Saar commonly utilizes racialized, derogatory images of Black Americans in her art as political and social devices. The Liberation of Aunt Jemima (1972) is Saar’s most wellknown art work, which transformed the stereotypical, nurturing mammy into a militant warrior with a gun. Aunt Jemima continues to be a reference point for Saar even now, as she brings her back to life to take on the ongoing racial injustices faced by Black America, including disproportionate police violence and poverty. Combining images of mammies and laundresses with potent words from spirituals and poetry within the washboard structure, Saar emboldens and ennobles the once subservient figure-no longer in service of white supremacy.

“Betye Saar’s washboard assemblages are a brilliant in how they address the ongoing, multidimensional issues surrounding race, gender, and class in America,” says exhibition curator Holly Jerger. “She compresses these enormous, complex concerns into intimate works that speak on both a personal and political level. With the increasing erosion of civil rights in our country, it is more important than ever to exhibit Saar’s work, and we are deeply honored to have that opportunity.”

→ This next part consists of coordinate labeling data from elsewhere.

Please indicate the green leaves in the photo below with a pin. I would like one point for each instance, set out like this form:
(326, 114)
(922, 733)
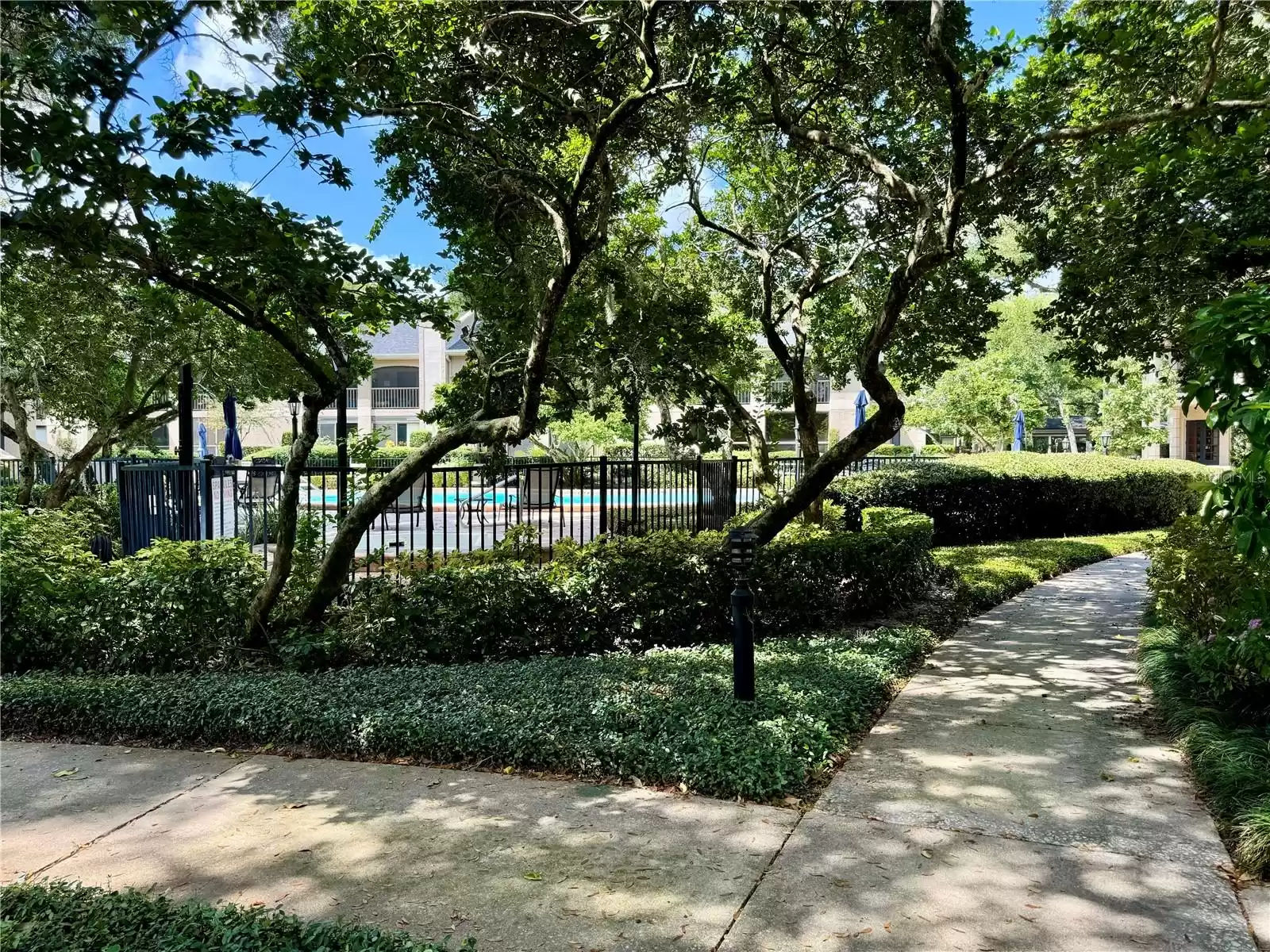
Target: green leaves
(63, 917)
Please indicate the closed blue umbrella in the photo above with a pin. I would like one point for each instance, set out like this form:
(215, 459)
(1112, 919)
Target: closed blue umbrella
(233, 444)
(861, 403)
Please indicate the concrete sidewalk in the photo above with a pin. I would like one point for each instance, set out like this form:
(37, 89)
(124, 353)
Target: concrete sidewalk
(1009, 800)
(1006, 801)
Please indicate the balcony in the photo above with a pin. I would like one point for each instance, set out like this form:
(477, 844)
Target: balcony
(779, 391)
(349, 400)
(395, 399)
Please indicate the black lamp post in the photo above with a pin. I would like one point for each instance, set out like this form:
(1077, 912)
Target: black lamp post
(294, 403)
(742, 543)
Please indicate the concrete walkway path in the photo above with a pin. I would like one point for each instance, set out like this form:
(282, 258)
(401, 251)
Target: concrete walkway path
(1006, 801)
(1009, 800)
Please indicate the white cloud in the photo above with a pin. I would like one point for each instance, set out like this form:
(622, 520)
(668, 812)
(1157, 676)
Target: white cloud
(675, 209)
(216, 55)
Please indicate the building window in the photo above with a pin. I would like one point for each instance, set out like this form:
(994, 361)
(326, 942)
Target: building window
(1202, 442)
(385, 378)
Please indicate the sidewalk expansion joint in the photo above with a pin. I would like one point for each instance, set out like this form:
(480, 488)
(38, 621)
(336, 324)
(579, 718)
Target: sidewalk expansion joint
(131, 820)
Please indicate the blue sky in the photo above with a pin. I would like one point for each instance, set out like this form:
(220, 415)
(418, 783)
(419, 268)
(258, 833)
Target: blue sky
(279, 177)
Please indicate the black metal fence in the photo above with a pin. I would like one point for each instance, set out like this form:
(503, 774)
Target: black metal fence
(101, 470)
(448, 509)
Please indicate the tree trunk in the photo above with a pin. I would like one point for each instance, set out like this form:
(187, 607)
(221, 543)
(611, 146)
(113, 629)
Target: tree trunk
(74, 469)
(876, 429)
(29, 450)
(760, 454)
(340, 555)
(808, 437)
(1067, 423)
(289, 503)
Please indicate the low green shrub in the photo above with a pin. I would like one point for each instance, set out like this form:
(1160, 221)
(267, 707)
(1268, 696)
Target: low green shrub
(984, 577)
(46, 579)
(996, 497)
(664, 588)
(1229, 750)
(666, 716)
(173, 606)
(892, 450)
(61, 917)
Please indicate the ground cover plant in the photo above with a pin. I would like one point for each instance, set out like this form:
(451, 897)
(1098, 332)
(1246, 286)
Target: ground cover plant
(1206, 659)
(995, 497)
(61, 917)
(987, 575)
(666, 716)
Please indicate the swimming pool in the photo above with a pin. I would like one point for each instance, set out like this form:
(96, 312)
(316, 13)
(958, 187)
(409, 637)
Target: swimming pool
(565, 498)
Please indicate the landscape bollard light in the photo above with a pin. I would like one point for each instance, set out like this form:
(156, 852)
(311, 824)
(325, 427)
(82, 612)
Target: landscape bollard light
(742, 543)
(294, 403)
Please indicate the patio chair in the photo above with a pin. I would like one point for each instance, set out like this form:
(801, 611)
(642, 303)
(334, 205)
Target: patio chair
(410, 501)
(537, 488)
(260, 486)
(475, 508)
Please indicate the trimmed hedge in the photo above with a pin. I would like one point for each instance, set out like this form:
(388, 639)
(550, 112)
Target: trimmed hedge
(1229, 753)
(987, 575)
(666, 716)
(997, 497)
(662, 589)
(61, 917)
(183, 606)
(1206, 660)
(177, 605)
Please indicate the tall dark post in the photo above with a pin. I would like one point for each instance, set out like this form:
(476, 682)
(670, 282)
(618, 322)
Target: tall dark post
(186, 416)
(187, 501)
(635, 469)
(342, 452)
(603, 493)
(741, 545)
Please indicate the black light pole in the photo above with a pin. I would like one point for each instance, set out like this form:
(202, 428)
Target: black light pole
(342, 451)
(294, 403)
(741, 543)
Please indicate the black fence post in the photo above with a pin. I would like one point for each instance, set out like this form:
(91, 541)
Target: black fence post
(702, 494)
(733, 480)
(205, 486)
(342, 454)
(427, 511)
(603, 493)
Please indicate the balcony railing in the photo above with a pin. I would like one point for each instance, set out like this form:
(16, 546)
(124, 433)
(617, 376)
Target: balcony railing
(779, 391)
(349, 400)
(395, 399)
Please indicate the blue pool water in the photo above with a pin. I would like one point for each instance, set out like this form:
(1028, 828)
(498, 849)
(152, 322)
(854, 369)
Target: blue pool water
(582, 498)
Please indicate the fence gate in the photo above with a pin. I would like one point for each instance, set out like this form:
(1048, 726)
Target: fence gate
(164, 501)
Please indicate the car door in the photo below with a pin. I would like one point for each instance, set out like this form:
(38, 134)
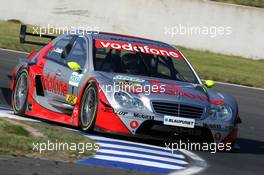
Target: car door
(56, 87)
(78, 56)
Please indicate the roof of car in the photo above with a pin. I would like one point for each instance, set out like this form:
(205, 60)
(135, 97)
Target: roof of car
(127, 38)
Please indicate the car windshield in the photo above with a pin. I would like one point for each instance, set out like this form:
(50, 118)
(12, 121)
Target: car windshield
(143, 60)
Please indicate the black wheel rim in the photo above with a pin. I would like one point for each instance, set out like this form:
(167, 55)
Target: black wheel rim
(89, 108)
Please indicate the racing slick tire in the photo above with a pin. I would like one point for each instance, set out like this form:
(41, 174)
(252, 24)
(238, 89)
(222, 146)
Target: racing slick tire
(20, 93)
(89, 107)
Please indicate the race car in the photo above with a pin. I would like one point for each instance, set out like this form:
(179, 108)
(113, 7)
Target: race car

“I wanted to do an exhibition of my washboards because they are intimate and handson,” says Saar. “It’s a body of work that I am still making, and the new works are inspired by the Black Lives Matter movement. People think racism happens everywhere else, but racism still exists in Los Angeles.”

Bars of soap, worn with age and use, are collaged onto works such as National Racism: We Was Mostly ‘Bout Survival (1997) and Gonna Lay Down My Burden (1998), with the slogan “Liberate Aunt Jemima” pasted onto them. Several washboards have the words “We was mostly ‘bout survival” embellished onto them, as well as “Extreme times call for extreme heroines.” Clocks have become an integral part of Saar’s more recent washboards, indicating that history continues to repeat itself, especially as the current political administration normalizes racist, sexist, and xenophobic rhetoric. Recent works such as Birth of the Blues (2015) and Banjo Boy (2015) include male musicians as central figures, alluding to the young black men and boys being killed by police violence. To give deeper context to the washboard assemblages, two related tableaux and a selection of washboards from Saar’s personal collection are also included in the exhibition.